Леди Браунинг расхохоталась так неожиданно громко, что водитель кеба удивленно посмотрел в зеркало заднего вида.
– Ситуацию можно исправить?
– Не за семь фунтов в неделю. Боюсь, мы, сотрудницы, несколько ограничены в возможностях.
– Что ж, когда ты что-нибудь надумаешь, обязательно попроси о помощи Эллен или меня. А пока могу я оставить себе эту тетрадь?
Из многих прекрасных тем, о которых они с леди Браунинг говорили в кебе в ту ночь, это был момент, который ярче всего стоял перед глазами Вивьен. На следующий день она отправилась на работу и вместе с Грейс придумала литературный обед с Дафной Дюморье в качестве первого приглашенного гостя. С того мероприятия от леди Браунинг в магазин периодически доставляли рукописные записки с комментариями на различные отрывки из работ Вивьен.
В своей последней записке леди Браунинг повторила то, чему ее научил Кью: «Великие литературные работы рождаются из желания сбежать, но ты должна знать, куда ты бежишь. Аудитория последует за тобой куда угодно, если ты уверена в направлении».

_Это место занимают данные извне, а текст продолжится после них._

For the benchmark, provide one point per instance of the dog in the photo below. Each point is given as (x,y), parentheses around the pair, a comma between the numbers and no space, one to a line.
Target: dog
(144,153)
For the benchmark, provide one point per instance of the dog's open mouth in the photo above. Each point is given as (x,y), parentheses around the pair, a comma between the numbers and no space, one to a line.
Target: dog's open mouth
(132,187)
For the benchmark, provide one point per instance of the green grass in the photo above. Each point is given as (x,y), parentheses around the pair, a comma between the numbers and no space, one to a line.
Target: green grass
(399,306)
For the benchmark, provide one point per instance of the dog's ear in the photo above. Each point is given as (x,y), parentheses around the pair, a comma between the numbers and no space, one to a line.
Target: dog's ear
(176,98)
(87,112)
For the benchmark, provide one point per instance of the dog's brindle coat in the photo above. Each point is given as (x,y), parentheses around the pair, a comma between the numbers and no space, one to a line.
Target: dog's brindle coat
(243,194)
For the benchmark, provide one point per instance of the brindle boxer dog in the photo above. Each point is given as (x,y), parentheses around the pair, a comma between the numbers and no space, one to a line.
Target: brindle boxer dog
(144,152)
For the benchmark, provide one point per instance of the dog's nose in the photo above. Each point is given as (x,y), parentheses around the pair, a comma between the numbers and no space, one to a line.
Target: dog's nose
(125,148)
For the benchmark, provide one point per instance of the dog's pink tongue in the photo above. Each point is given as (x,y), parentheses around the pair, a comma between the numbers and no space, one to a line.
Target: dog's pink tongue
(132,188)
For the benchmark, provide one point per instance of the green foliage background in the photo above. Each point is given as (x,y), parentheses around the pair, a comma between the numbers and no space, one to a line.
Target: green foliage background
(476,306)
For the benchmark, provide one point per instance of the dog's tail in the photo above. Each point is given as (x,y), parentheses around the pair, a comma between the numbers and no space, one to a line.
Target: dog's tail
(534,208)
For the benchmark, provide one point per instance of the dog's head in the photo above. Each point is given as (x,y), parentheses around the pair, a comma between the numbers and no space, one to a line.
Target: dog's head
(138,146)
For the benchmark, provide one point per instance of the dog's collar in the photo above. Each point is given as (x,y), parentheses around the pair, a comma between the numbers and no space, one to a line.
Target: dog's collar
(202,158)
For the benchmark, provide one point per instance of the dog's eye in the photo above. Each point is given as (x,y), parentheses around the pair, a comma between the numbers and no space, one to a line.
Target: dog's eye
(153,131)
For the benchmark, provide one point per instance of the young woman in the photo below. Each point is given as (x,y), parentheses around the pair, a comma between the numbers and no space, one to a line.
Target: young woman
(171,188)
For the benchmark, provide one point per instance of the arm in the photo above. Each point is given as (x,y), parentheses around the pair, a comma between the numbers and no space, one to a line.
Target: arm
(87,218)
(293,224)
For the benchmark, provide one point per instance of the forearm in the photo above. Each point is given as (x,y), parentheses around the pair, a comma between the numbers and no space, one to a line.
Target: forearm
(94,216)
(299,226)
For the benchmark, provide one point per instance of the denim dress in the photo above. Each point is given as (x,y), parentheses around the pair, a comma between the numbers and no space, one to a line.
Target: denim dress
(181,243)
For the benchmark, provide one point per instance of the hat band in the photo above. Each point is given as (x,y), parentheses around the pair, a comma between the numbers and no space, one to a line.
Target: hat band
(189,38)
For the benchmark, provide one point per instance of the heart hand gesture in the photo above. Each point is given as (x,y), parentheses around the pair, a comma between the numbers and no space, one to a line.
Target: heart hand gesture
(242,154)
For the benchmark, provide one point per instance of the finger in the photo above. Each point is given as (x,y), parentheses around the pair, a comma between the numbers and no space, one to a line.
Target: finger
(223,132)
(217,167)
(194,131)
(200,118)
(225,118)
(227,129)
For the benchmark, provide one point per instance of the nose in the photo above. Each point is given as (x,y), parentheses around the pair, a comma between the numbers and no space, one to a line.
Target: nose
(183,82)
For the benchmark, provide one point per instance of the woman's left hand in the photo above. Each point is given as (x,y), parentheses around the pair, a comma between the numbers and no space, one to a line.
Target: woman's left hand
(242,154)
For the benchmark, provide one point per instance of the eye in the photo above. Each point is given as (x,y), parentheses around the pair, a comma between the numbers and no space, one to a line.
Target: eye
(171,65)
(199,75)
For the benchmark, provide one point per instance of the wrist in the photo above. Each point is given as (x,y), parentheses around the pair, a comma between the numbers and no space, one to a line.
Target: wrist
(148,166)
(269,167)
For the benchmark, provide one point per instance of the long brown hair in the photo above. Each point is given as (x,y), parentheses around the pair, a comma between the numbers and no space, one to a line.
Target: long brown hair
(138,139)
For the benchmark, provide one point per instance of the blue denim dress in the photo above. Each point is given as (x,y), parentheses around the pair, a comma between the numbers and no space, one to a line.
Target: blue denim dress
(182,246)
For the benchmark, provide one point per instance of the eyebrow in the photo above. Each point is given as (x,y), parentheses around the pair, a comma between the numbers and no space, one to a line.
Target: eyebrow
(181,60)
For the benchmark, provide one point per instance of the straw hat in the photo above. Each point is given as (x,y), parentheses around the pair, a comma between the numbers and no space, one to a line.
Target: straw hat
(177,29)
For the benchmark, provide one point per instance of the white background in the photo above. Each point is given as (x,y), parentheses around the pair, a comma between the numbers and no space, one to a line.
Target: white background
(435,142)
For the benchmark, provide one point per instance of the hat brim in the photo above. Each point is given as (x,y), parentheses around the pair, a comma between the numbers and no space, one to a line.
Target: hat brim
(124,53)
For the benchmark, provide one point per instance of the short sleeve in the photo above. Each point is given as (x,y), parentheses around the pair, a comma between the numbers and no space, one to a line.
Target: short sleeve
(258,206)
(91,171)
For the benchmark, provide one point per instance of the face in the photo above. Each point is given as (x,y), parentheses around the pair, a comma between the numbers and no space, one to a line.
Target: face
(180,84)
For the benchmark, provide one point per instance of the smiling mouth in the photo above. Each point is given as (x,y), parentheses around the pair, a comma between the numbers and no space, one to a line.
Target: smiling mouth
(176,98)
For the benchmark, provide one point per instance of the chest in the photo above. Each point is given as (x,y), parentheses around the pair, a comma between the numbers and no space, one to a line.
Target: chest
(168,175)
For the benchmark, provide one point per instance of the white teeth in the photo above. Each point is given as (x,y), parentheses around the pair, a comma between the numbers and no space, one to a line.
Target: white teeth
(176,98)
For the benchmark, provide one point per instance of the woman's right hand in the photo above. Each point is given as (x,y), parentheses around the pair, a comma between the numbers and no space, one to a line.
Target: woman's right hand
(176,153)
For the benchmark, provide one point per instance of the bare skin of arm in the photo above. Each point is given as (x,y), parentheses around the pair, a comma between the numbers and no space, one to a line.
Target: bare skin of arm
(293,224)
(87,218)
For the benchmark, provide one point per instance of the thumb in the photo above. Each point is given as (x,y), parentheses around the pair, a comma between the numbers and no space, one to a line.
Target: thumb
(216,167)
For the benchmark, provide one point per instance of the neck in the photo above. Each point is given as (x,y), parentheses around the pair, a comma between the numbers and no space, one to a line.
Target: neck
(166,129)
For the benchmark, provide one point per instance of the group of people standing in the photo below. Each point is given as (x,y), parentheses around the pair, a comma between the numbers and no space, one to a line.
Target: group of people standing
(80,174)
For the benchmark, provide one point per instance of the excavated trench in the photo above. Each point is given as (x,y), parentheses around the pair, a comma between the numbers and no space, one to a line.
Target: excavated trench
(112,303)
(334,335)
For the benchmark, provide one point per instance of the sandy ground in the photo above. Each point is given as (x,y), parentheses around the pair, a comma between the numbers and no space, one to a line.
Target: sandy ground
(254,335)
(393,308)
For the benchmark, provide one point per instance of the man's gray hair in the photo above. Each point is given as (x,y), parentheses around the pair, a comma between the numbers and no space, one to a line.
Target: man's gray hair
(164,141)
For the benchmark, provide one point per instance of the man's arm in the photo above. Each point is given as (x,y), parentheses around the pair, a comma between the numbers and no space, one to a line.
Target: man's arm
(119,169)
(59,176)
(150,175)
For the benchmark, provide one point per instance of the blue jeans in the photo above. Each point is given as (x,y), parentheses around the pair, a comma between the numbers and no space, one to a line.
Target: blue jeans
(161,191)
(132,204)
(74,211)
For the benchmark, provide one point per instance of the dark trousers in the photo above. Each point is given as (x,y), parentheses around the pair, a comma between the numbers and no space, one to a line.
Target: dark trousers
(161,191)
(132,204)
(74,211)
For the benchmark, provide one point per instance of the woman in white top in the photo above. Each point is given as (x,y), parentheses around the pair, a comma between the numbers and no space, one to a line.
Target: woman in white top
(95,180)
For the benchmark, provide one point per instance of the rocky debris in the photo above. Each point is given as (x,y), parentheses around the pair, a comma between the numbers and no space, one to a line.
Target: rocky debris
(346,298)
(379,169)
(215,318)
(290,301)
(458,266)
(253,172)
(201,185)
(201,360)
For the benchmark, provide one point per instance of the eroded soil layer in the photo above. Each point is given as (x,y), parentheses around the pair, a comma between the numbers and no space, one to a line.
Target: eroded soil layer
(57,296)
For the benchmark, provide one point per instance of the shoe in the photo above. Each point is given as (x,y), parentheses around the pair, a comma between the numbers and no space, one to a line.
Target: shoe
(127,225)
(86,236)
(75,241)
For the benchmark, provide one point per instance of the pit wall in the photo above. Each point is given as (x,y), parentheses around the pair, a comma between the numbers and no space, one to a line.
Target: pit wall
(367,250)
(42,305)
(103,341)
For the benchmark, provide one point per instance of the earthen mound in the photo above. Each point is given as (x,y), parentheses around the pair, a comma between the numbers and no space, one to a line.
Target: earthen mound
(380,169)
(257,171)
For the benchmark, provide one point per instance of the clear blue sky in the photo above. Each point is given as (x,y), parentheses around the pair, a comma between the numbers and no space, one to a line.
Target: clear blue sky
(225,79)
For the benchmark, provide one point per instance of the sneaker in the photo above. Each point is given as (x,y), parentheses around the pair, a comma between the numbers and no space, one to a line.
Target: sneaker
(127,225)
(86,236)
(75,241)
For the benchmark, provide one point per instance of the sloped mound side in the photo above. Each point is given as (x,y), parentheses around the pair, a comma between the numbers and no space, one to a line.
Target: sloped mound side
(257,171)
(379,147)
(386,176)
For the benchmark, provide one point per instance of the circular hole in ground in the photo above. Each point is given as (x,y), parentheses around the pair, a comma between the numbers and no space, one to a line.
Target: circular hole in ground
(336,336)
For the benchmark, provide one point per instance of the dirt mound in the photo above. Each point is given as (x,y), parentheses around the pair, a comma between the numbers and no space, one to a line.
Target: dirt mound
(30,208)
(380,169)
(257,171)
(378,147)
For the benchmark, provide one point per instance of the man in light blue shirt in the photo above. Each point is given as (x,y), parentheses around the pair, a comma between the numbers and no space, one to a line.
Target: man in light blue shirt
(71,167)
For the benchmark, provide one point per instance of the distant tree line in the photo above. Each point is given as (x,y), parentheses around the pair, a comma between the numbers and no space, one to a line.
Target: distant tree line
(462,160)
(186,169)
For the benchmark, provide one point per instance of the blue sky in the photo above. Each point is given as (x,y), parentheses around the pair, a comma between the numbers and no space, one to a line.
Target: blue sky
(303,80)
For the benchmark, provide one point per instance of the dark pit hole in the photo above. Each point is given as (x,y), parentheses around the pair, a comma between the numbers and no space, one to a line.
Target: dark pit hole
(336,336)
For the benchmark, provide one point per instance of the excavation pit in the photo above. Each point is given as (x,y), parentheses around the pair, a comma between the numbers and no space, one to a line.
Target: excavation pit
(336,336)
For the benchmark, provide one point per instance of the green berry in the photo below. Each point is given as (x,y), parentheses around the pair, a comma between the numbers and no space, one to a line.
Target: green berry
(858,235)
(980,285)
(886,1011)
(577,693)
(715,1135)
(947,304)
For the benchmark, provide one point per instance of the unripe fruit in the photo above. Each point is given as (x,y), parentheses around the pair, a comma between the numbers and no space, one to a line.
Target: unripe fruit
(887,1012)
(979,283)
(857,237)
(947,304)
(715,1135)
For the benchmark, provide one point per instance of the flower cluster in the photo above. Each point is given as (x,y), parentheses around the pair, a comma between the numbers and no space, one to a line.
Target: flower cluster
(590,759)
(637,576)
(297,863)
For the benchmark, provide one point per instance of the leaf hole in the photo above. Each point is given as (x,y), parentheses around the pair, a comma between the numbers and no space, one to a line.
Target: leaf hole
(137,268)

Теперь Вивьен одна сидела в квартире, в единственный полный день, который могла посвятить своей величайшей страсти. Она задумчиво пожевала кончик карандаша, своего любимого инструмента для письма за кассой. Она начала записывать слова, льющиеся из нее, затем замедлила руку и подумала о собственной аудитории из одного человека, Дафне Дюморье, и что та хотела бы от нее услышать.
Глава двадцать седьмая
Следующим утром скучающая Вивьен стояла за кассовой стойкой, когда к ней приблизился джентльмен за пятьдесят со свернутой газетой под мышкой.